If you are a Monarch butterfly enthusiast who is raising Monarch caterpillars on milkweed, then it's a whole different story. Do not spray!
Here's what I do to reduce aphids.
Basically, I wash off the aphids with a strong hosing of water. Only water.
Most of my swan plants are grown in pots. I find it's way easier to manage them this way and you can chop and change plants as the caterpillars eat them.
I remove any caterpillars from the plant, then gently lay the plant and pot down sideways on the concrete.
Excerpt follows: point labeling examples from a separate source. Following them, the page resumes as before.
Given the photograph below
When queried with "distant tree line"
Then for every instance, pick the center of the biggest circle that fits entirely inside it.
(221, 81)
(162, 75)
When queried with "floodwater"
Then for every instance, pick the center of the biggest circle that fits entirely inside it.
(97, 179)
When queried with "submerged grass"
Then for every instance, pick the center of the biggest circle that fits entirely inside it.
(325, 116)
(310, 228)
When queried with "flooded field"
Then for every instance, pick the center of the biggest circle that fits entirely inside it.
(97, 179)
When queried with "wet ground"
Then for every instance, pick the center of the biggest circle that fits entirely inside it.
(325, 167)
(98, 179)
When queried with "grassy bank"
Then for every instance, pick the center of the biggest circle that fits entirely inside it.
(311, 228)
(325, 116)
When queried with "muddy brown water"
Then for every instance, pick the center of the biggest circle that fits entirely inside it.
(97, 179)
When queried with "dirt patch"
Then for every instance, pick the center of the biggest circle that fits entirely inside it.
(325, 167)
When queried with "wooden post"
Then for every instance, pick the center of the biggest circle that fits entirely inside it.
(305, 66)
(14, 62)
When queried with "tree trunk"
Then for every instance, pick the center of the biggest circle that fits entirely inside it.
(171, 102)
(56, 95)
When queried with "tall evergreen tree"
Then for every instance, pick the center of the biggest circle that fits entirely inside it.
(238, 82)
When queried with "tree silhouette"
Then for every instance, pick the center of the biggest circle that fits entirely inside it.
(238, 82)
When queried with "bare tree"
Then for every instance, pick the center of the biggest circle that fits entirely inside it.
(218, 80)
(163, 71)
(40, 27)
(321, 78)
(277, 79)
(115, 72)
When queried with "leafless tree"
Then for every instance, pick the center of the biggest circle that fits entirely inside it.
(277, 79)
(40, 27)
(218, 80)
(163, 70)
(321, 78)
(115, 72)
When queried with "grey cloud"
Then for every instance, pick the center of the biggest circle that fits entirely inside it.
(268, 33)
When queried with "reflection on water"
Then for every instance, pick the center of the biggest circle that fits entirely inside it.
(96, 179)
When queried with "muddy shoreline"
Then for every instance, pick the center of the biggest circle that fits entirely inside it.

Then I hose the leaves and stems as hard as is reasonable, to wash off the aphids.
I also use my fingers to rub them away, at the same time.
I go over and over each plant until I'm sure there are no aphids left.
Then I let the leaves dry a little. before putting the caterpillars back onto the plants.
I carry this out on concrete, away from the area where the plants will usually grow.
This is because, if you just wash off the aphids in the same area where the plants are growing, ants will most surely bring them all back onto your plants.
Ants 'farm' aphids for the dewy substance they excrete so, if you take the aphids away, the ants will just bring them back. If you hose off the aphids in a different area, the ants don't find the plants so easily.
Yes, the process is time consuming and labour intensive, but its the only 'safe' method I have found that doesn't hurt either the caterpillars or the plants.